Bank of England ‘irresponsible’ for raising the base rate

The Bank of England has been slammed for raising the base rate, bringing it back to its highest level since before the pandemic.

The rate hiked from 0.50% in order to deal with rising inflation, as the Bank warned that it will likely hit 7.25% by April.

However, Miranda Khadr, founder and chief executive at Pitch 4 Finance, said: “I think it is irresponsible for the Monetary Policy Committee to raise the base rate this month, despite the rise in inflation.

“The cost of essential day-to-day to living requirements such as food, gas and electricity, have been going up and more people are struggling to get by. There are too many things happening at once for rates to go up now. If you add in tax hikes that are due soon and higher interest rates people’s finances will suffer even more.

“Not everyone is shielded by a fixed rate, especially those with commercial mortgages. SME property developers have had to deal with rising costs of materials and labour so adding in higher mortgage payments will be a blow to them. It will lead to higher house prices and push more first-time buyers and upsizers out of the market.

“Rising debt is also a worry with Bank of England data released this week showing annual credit card debt increasing by 2% in December. Other forms of consumer credit such as car and personal loans were up by 1.1%. Raising interest rates will only add to this.”

However most other commentators seem less worried about the impact of this rate rise.

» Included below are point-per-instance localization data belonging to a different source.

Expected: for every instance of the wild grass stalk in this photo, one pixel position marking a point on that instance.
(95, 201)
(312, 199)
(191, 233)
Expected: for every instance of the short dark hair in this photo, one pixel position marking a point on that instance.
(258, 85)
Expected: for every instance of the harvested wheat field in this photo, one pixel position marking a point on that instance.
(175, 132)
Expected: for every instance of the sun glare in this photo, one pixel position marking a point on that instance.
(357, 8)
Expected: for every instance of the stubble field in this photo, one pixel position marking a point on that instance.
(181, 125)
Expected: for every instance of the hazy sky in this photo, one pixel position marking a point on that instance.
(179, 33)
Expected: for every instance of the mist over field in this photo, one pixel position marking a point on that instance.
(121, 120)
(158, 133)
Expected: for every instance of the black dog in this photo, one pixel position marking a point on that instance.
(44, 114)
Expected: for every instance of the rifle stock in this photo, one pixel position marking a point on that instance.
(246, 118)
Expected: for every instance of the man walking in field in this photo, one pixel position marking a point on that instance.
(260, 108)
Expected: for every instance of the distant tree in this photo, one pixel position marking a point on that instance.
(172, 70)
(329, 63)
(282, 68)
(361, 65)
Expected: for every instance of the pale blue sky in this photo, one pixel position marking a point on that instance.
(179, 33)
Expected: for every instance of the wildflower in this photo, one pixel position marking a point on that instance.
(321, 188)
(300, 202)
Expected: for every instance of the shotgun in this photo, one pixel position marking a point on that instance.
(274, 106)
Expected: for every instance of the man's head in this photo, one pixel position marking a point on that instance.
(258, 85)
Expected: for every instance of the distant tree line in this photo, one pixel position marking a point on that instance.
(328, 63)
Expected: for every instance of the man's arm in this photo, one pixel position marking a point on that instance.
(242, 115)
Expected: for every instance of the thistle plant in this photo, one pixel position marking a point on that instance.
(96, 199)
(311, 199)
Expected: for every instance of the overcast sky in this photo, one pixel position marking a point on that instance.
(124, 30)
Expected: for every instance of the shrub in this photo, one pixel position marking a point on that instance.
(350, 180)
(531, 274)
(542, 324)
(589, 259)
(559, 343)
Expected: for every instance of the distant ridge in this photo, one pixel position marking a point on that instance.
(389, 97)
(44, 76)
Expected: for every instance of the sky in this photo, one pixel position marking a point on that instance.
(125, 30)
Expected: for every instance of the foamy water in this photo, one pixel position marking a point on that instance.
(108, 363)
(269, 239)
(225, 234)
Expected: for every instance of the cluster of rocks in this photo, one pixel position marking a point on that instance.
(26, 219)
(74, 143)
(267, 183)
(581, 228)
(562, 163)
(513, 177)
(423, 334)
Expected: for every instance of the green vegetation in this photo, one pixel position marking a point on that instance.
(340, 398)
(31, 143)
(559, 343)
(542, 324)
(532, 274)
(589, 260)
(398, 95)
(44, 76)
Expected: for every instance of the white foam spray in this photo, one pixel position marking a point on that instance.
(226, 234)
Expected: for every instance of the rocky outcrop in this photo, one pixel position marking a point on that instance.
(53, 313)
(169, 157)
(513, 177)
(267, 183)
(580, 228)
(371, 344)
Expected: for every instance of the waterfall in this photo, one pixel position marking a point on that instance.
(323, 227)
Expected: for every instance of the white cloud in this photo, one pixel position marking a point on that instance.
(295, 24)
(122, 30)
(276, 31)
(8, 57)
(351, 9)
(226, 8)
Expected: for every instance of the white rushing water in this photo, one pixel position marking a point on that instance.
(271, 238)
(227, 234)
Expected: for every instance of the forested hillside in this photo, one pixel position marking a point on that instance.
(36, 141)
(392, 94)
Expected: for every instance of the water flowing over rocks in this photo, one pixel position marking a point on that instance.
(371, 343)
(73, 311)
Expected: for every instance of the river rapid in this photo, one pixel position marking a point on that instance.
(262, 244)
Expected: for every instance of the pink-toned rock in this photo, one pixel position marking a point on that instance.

Simon Jackson, chief executive officer at Mortgage & Surveying Services, said: “The housing market remains in good shape and should be able to withstand measured and proportionate rises in interest rates.

“Given the inflationary headwinds facing the economy, the direction of travel for interest rates is clear.

“However, for the majority of homeowners interest rates will remain at historically low levels and comfortably less than the affordability level tested by their lender at application.”

Comments 1

  1. And the baby boomers are constantly told how lucky they were; in 1980 my mortgage rate was 15.25% which had increased overnight from 13.25% I think the reality is that the mega low interest rates have been in place so long people forget or have not experienced higher rates. I guess the Government probably want inflation to mitigate their borrowings but can’t be seen to do that.